Tuesday, September 28, 2010

CNS-derived CCL21 is both sufficient to drive homeostatic CD4+ T cell proliferation and necessary for efficient CD4+ T cell migration

Brain Behav Immun. 2010 Sep 21. [Epub ahead of print]

CNS-derived CCL21 is both sufficient to drive homeostatic CD4+ T cell proliferation and necessary for efficient CD4+ T cell migration into the CNS parenchyma following Toxoplasma gondii infection

Ploix CC, Noor S, Crane J, Masek K, Carter W, Lo DD, Wilson EH, Carson MJ.
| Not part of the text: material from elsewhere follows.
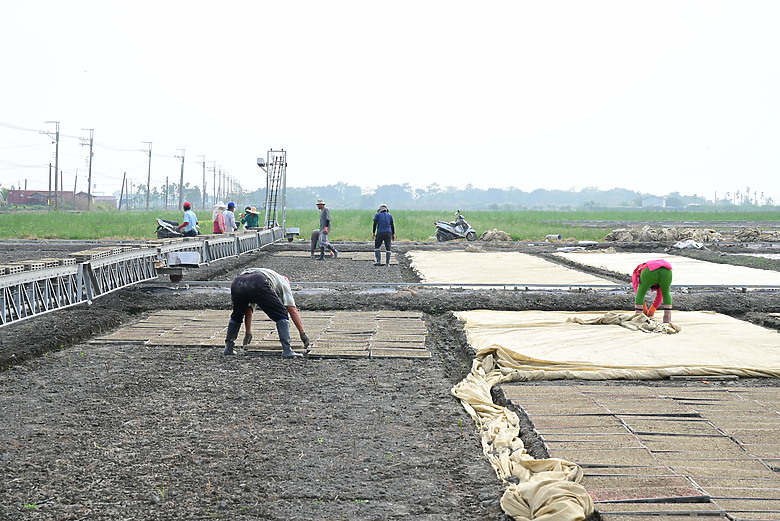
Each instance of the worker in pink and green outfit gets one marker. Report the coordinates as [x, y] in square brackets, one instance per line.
[655, 275]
Roche Ltd., Basel, Switzerland.

Abstract
Injury, infection and autoimmune triggers increase CNS expression of the chemokine CCL21. Outside the CNS, CCL21 contributes to chronic inflammatory disease and autoimmunity by three mechanisms: recruitment of lymphocytes into injured or infected tissues, organization of inflammatory infiltrates into lymphoid-like structures and promotion of homeostatic CD4+ T-cell proliferation. To test if CCL21 plays the same role in CNS inflammation, we generated transgenic mice with astrocyte-driven expression of CCL21 (GFAP-CCL21 mice). Astrocyte-produced CCL21 was bioavailable and sufficient to support homeostatic CD4+ T-cell proliferation in cervical lymph nodes even in the absence of endogenous CCL19/CCL21. However, lymphocytes and glial-activation were not detected in the brains of uninfected GFAP-CCL21 mice, although CCL21 levels in GFAP-CCL21 brains were higher than levels expressed in inflamed Toxoplasma-infected nontransgenic brains. Following Toxoplasma infection, T-cell extravasation into submeningeal, perivascular and ventricular sites of infected CNS was not CCL21-dependent, occurring even in CCL19/CCL21-deficient mice. However, migration of extravasated CD4+, but not CD8+ T cells from extra-parenchymal CNS sites into the CNS parenchyma was CCL21-dependent. CD4+ T cells preferentially accumulated at perivascular, submeningeal and ventricular spaces in infected CCL21/CCL19-deficient mice. By contrast, greater numbers of CD4+ T cells infiltrated the parenchyma of infected GFAP-CCL21 mice than in wild-type or CCL19/CCL21-deficient mice. Together these data indicate that CCL21 expression within the CNS has the potential to contribute to T cell-mediated CNS pathology via: (a) homeostatic priming of CD4+ T-lymphocytes outside the CNS and (b) by facilitating CD4+ T-cell migration into parenchymal sites following pathogenic insults to the CNS.